L’œil peult faillir, l’aureille fait de mesme,
Mais nul des sens mon amour n’a fait naistre.
Je n’ay ny veu, ny ouy, ny touché :
Ce qui m’offense, à mes yeux est caché :
La playe au cœur à credit m’est venue.
Ou noz esprits se cognoissoient aux Cieux
Ains que d’avoir nostre terre vestue,
Qui vont gardant la mesme affection
Dedans leurs corps, qu’au Ciel ils avoient euë,
Ou je suis fol : encores vaut-il mieux
Aimer en l’air une chose incognue
Que n’aimer rien, imitant Ixion,
Qui pour Junon embrassoit une nue.

IIII

Douce Françoise, ainçois douce framboise,
Fruict savoureux, mais à moy trop amer,
Tousjours ton nom, helas ! pour trop aimer
Loge en mon cœur, quelque part que je voise.
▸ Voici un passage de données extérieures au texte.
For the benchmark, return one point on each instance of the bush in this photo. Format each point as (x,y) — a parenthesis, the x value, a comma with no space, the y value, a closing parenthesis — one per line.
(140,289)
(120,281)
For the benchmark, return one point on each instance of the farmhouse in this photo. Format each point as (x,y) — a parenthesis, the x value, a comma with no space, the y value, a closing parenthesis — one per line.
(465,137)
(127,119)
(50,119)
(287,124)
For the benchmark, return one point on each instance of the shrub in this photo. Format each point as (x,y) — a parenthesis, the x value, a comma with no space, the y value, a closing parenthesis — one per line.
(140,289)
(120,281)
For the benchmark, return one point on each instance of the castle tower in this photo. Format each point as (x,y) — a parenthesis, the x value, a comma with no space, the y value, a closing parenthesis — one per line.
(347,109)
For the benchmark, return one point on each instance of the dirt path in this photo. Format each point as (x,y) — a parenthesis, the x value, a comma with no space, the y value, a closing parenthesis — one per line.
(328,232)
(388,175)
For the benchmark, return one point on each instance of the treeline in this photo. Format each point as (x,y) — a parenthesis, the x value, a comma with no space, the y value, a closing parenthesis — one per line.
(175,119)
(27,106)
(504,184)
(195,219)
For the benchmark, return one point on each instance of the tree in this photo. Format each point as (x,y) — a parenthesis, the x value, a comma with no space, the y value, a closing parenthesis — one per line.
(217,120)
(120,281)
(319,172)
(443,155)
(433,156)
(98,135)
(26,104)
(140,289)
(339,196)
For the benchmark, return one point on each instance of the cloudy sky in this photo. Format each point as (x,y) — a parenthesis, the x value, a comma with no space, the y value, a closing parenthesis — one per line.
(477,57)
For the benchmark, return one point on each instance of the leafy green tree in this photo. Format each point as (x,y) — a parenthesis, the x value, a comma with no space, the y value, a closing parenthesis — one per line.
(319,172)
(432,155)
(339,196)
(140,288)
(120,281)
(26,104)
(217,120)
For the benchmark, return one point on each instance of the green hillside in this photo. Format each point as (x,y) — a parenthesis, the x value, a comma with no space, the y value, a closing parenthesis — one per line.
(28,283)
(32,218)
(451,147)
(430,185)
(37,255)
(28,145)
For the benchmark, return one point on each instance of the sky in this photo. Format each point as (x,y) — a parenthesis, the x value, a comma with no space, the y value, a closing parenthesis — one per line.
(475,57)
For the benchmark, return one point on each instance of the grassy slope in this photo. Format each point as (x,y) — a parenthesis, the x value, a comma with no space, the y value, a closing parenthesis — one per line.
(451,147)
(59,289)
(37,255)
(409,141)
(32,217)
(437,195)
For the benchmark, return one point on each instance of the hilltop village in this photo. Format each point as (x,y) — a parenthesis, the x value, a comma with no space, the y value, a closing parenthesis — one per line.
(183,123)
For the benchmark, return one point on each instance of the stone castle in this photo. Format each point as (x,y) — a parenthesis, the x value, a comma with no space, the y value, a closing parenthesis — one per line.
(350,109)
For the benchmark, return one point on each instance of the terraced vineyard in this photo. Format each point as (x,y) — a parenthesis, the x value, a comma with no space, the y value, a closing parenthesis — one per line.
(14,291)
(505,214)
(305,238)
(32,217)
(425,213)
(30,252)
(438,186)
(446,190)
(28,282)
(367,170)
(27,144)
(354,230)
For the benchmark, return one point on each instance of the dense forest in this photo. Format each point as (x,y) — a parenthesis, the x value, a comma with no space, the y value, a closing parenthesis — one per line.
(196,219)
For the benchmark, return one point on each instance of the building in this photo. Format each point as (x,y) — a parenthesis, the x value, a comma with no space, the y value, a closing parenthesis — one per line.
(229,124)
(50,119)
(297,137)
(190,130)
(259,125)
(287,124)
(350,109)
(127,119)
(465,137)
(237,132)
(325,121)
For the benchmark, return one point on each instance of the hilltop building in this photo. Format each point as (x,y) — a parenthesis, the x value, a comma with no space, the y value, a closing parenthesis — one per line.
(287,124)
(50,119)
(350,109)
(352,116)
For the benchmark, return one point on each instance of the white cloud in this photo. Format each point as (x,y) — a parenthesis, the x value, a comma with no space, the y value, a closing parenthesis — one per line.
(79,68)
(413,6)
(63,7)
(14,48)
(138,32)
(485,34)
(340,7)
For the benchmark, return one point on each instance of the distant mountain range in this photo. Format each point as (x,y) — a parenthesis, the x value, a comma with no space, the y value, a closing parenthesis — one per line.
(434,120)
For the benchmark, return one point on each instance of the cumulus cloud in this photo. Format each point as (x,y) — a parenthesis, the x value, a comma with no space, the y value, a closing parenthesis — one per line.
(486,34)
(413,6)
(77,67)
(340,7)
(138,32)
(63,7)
Ma douce paix, mes tréves, et ma noise,
Belle qui peux mes Muses animer,
Ton nom si franc devrait t’accoustumer
Mettre les cœurs en franchise Françoise.
Mais tu ne veux redonner liberté
Au mien captif, que tu tiens arresté
Pris en ta chesne estroitement serrée.
Laisse la force : Amour le retiendra,
Ou bien, Maistresse, autrement il faudra
Que pour Françoise on t’appelle ferrée.